Scripps Networks Interactive has seen decent stock market success over the past ten years. Currently the company is trading with a market capitalization of $11.4 billion and is growing by 2.79 percent on a quarterly basis.

 

Scripps earnings was expected to grow over the next few quarters, $1.18 per share; however, it has not been predicted how the recent acquisition will affect this.

 

The company’s shares are thinly traded, making it hard for the company to build momentum. This is due to the company not being as recognizable as many of the assets it holds, such as HGTV or the Food Network.

 

The company steadily increased from $3.0 to $3.6 billion over that time period, stated in its financial records from 2014 to 2017. In 2017, the company held record consolidated operating revenues of $3.6 billion, an increase of 4.7 percent.

 

HGTV has consistently been their most lucrative channel over the past three years, according to the annual reports from the company’s archives, which can be seen below.

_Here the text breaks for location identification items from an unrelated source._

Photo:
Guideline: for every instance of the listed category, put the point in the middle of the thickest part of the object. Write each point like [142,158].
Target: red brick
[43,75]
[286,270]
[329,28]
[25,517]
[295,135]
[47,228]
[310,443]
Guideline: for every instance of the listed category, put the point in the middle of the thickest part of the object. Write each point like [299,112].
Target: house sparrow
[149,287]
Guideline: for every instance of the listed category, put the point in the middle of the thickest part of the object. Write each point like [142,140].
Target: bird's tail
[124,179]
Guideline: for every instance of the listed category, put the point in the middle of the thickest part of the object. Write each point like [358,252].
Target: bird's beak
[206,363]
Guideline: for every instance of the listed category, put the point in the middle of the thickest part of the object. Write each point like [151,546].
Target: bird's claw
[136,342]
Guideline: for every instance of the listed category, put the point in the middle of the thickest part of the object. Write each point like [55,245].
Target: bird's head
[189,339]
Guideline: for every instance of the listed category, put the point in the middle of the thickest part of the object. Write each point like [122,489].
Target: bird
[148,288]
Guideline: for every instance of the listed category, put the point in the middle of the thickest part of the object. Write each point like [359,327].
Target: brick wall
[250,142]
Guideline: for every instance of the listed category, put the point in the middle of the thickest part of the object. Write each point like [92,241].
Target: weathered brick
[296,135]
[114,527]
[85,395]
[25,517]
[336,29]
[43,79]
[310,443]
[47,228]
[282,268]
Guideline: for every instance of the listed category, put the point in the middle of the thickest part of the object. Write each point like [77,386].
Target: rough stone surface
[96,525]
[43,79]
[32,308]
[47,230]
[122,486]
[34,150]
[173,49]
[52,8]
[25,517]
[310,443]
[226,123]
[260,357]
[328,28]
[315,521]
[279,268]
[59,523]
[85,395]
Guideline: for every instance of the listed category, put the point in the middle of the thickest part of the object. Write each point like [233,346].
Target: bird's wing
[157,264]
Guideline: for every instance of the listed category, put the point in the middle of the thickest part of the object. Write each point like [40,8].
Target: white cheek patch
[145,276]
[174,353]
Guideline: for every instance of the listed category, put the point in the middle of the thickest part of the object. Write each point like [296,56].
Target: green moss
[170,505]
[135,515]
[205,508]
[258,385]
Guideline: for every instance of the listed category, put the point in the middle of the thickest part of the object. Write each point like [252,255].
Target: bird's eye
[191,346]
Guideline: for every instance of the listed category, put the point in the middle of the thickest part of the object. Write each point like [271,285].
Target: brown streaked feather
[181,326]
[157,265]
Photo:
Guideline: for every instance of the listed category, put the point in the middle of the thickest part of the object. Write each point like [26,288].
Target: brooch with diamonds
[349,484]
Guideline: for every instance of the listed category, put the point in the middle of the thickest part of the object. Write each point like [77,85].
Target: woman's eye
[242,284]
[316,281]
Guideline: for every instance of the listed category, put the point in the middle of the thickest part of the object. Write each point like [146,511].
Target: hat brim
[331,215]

Despite concerns over the acquisition, Discovery stated that it would honor the $90 per share, breaking down into $63 in cash and $27 in Discovery. Ultimately, Scripps shareholders will own 20 percent and Discovery shareholders will own 80 percent, according to a press release by the company.

 

There was a major dip in Scripps stock in 2016, but after it has steadily increased every year, shown below in a graph from Yahoo! Finance.

The company has proven to be very profitable over the years, especially with the expansion of their international audience. With the completed acquisition by Discovery, the company should continue to see an increase in its financial and stock market performance due to the increased viewer base and combined assets.